The student also needs a place in which they feel they can make errors. However, the use of non-specific feedback in the form of praise is cautioned, as this can lessen the impact of any deeper level feedback provided. Instead, teachers should reinforce the effort students invest to reach their goals. Understanding that when students are focused on achieving a grade, the impact of feedback is also diluted, teachers are advised to design meaningful formative assessment tasks that give students the freedom to challenge their assumptions.

In order to develop lifelong learners, the overarching goal of feedback should be to support the ability of students to self-monitor and self-regulate as they progress.

A key proposition of Hattie and Timperley's (2007) feedback model is that feedback doesn't only answer ‘How am I going?' (feedback), but also ‘Where am I going?' (feed up), and ‘Where to next?' (feed forward). This can be supported by communicating learning intentions, with carefully crafted success criteria that are accessible to learners and allow students the opportunity to self-regulate in moving forward.

Given this scaffold, in time students will develop the skills to identify these steps independently, and will ultimately be well prepared to succeed in today's ever changing environment.

References

Friston, K. (2010). The free-energy principle: a unified brain theory? Nature Reviews Neuroscience, 11(2), 127-138.

Hattie, J. (2008). Visible learning: A synthesis of over 800 meta-analyses relating to achievement. Routledge.

Hattie, J., & Timperley, H. (2007). The power of feedback. Review of educational research, 77(1), 81-112.

Kang, M. J., Hsu, M., Krajbich, I. M., Loewenstein, G., McClure, S. M., Wang, J. T. Y., & Camerer, C. F. (2009). The wick in the candle of learning: Epistemic curiosity activates reward circuitry and enhances memory. Psychological Science, 20(8), 963-973.

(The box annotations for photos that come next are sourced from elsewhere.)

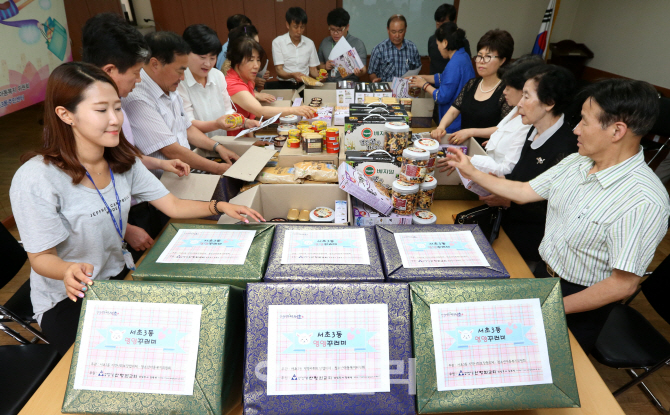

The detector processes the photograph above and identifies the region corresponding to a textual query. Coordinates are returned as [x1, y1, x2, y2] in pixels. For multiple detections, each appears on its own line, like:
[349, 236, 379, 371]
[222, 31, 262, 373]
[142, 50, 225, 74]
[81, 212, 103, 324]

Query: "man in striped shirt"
[121, 32, 239, 177]
[448, 79, 670, 353]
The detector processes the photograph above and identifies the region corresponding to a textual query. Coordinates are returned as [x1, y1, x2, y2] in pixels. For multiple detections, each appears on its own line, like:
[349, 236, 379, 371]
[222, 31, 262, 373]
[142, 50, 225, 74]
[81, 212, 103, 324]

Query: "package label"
[430, 298, 552, 391]
[74, 301, 202, 395]
[267, 304, 391, 395]
[281, 229, 370, 265]
[156, 229, 256, 265]
[394, 231, 489, 268]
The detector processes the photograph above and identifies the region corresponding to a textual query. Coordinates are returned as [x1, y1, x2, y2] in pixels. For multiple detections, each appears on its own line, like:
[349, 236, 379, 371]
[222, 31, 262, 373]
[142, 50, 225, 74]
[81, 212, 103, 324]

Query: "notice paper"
[267, 304, 391, 395]
[430, 298, 553, 391]
[393, 231, 489, 268]
[235, 112, 281, 138]
[74, 301, 202, 395]
[156, 229, 256, 265]
[328, 36, 364, 78]
[281, 229, 370, 265]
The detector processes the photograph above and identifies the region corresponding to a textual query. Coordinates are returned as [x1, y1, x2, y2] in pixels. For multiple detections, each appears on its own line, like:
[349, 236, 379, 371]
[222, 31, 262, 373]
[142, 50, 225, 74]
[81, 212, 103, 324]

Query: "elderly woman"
[431, 29, 514, 144]
[480, 65, 578, 268]
[410, 22, 475, 133]
[226, 36, 314, 135]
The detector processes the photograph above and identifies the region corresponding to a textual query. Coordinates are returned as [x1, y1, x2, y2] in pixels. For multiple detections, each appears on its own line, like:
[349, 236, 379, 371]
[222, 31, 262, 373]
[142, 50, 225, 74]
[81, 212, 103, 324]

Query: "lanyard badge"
[86, 167, 135, 271]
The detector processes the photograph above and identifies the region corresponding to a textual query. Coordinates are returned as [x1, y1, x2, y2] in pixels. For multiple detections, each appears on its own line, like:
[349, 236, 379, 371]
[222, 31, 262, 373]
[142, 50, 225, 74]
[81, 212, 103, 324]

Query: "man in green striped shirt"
[448, 79, 670, 353]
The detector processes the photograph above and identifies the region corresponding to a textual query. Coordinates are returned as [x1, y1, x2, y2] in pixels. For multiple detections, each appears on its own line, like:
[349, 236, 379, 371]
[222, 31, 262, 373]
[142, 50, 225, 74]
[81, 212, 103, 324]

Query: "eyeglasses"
[475, 55, 500, 63]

Check: The authors of this article highlight the importance of feedback that flows from the student to the teacher. Choose a topic you’re about to teach. Ask your students what their learning needs, strengths and weaknesses are.

Reflect: Think about a recent unit of work you’ve delivered. Did you incorporate learning experiences that stimulated students’ curiosity? How could you introduce these into the next series of lessons that you plan?